I've long thought that larger size category creatures really ought to have longer steps than 5ft steps (an extra 5 ft for each size category) but this sort of thing really causes the game to breakdown and for make size increases even more powerful than they already were.
| Claxon |
I think that it makes sense outside of combat.
However, combat movement is a hustle that isn't carefully stepping over grease puddles. They would have to take a purposeful action (acrobatics to move through spell / acrobatics to jump over spell)
I'd agree with you that it's an action that you have to think about a bit, and not as easy as a regular step, but not something that requires a check to perform. You're basically performing a lunging step. Provoke an AoO? Probably. But I don't think it makes sense to require a check to do.
| Azothath |
you guys are silly
some important data-
Grease spell. only 10*10ft flat area. DC 10 to running jump it for a medium creature. If they don't touch the greased area (by passing over it) they are not subject to the spell effect.
Fire Giant sz:Lg, Str=31 Dex=9, Spd=40ft(30 in armour). Arco -1(0), Climb +14, Percp +14. Fire giants are cautious and crafty tacticians on the battlefield. Half-plate gives them a -7 armor check (had to dig that up).
Acrobatics skill. (Running) Long jump with 10ft start DC is horizontal feet, or 10ft is DC 10 for medium creatures. Fire Giants with a Base 40 Spd get +4 to long jump, then -7 in half plate. The jump skill assumes you are jumping over a pit and does not take into account size. Jumping is part of your base movement so it's not a separate action. They will make at least their jump Check in feet, so 1-3 or at least 0 ft.
The other silly rule is that fallen bodies do not make an area difficult terrain, so as long as the guys that fall allow others to pass through their square they are not a hindrance. So fall away and squeeze into the end square(s).

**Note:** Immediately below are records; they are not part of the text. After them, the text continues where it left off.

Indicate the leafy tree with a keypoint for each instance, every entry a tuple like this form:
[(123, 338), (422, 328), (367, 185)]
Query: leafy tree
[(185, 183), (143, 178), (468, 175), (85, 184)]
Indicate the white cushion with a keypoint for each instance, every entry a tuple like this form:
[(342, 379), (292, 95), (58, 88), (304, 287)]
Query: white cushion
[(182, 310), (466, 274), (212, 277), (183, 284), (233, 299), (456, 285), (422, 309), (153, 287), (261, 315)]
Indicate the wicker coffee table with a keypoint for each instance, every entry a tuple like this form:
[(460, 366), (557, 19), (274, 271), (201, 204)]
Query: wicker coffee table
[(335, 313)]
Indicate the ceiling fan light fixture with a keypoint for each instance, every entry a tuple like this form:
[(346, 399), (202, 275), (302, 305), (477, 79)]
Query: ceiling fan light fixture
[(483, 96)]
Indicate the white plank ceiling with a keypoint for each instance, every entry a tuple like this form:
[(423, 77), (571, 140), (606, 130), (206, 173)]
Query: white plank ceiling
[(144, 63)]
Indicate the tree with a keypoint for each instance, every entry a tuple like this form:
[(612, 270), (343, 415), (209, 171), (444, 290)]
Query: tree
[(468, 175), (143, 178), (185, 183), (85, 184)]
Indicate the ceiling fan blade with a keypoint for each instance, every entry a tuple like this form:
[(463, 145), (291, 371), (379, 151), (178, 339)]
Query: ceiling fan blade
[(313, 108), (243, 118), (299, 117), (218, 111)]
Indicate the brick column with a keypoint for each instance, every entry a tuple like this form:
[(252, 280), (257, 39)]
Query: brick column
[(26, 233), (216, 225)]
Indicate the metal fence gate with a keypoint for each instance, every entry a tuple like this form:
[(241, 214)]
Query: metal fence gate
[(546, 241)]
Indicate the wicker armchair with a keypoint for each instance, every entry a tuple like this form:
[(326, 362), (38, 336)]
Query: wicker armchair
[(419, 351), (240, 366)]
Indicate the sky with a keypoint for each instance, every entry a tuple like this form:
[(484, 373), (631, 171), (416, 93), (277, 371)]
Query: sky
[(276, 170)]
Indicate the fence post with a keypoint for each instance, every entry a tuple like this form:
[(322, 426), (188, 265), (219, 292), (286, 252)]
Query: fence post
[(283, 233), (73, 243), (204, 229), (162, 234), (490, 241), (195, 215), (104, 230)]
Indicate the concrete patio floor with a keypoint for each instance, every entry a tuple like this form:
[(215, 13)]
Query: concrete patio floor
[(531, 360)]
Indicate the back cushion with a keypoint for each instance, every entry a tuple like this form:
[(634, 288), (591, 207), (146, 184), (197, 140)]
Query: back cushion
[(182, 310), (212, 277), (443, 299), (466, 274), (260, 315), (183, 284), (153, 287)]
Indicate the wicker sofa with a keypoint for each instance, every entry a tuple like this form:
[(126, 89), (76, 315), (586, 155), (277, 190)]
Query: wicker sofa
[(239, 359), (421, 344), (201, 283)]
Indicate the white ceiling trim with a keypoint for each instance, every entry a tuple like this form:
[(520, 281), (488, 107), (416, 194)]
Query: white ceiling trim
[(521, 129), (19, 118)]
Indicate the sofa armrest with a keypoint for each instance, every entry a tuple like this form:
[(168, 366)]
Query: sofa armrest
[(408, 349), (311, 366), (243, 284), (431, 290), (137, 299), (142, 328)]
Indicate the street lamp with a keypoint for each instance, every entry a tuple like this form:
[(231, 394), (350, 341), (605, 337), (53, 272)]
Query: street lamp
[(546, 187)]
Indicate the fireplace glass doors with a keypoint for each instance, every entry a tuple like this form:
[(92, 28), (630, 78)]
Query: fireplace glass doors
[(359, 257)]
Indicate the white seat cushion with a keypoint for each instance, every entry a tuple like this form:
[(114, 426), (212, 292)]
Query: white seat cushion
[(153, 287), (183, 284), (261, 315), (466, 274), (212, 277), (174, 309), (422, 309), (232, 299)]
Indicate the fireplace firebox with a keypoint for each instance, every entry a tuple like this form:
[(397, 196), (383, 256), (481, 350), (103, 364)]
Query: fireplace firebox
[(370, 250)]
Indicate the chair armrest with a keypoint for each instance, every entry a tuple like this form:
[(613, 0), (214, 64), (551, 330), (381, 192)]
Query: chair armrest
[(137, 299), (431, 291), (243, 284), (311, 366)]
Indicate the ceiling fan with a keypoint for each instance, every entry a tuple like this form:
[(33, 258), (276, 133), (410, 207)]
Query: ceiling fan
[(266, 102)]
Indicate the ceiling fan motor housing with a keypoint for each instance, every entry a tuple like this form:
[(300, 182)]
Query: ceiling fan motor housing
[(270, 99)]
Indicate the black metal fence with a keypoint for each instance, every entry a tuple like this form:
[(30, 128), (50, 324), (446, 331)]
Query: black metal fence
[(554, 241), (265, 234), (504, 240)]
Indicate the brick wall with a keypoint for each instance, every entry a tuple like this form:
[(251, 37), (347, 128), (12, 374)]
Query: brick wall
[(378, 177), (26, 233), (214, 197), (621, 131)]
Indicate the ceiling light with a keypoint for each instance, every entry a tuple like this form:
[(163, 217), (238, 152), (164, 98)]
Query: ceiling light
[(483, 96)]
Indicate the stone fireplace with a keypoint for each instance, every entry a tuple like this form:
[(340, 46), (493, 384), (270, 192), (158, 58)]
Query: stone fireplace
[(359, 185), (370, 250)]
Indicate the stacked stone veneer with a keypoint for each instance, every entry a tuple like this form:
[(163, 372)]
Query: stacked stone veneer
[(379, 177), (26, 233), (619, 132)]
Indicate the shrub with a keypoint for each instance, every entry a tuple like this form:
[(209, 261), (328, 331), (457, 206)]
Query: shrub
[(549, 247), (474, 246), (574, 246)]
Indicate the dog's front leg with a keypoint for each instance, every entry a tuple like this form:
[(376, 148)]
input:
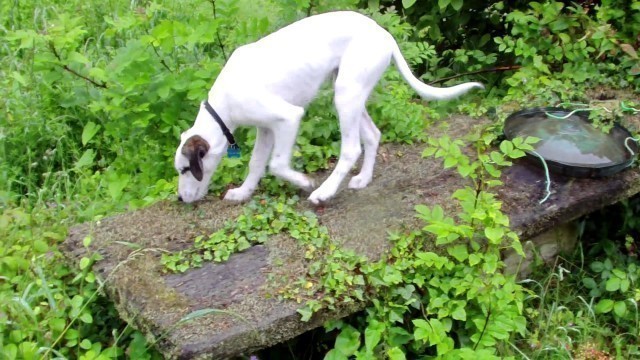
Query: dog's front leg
[(257, 167)]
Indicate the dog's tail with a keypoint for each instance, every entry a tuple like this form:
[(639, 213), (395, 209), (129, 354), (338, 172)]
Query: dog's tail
[(425, 91)]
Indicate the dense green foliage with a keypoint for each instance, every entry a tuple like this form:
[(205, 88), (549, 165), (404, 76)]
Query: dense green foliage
[(95, 95)]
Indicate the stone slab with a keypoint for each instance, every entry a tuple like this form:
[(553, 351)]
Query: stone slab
[(253, 318)]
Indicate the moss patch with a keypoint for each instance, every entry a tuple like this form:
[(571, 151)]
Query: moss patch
[(131, 244)]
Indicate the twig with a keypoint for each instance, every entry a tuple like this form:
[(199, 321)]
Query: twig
[(67, 68), (495, 69), (224, 53)]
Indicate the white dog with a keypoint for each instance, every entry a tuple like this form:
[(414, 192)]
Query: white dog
[(267, 84)]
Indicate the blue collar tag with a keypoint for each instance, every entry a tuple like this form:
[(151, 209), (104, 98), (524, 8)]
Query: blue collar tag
[(233, 151)]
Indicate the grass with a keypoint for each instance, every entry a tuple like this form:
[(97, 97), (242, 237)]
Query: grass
[(66, 146)]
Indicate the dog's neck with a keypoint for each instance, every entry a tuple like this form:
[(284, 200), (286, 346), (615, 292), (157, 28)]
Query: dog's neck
[(209, 129)]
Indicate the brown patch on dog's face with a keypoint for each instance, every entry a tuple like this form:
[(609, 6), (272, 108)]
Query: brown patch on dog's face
[(195, 148)]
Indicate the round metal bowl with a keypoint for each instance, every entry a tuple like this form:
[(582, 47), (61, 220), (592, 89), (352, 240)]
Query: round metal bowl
[(572, 146)]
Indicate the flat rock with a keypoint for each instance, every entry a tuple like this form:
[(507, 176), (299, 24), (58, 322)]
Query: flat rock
[(243, 314)]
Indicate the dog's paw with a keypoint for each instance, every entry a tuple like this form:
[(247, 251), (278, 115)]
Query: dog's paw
[(359, 182), (319, 196), (238, 195), (309, 185)]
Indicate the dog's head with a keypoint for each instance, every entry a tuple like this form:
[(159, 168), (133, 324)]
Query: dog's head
[(196, 160)]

With Percp +14 they are going to spot the Grease before running into it. As they are cautious and crafty they'll probably just throw a cloak or two over the greased area and then walk carefully through it (due to armor penalties). So at best it's just gonna slow them down. By my accounting Fire Giants have 1 skill point left.
In a dungeon crawl with 10 ft corridor they can easily climb the walls and traverse over the area. Climb DC is 20 (dungeon wall) with -10 to the DC for opposing walls so their +14 (to +7 with armor) is going to make that at 1/4 move (cost 40ft to move 10ft) or at +5DC to go at 1/2 move speed.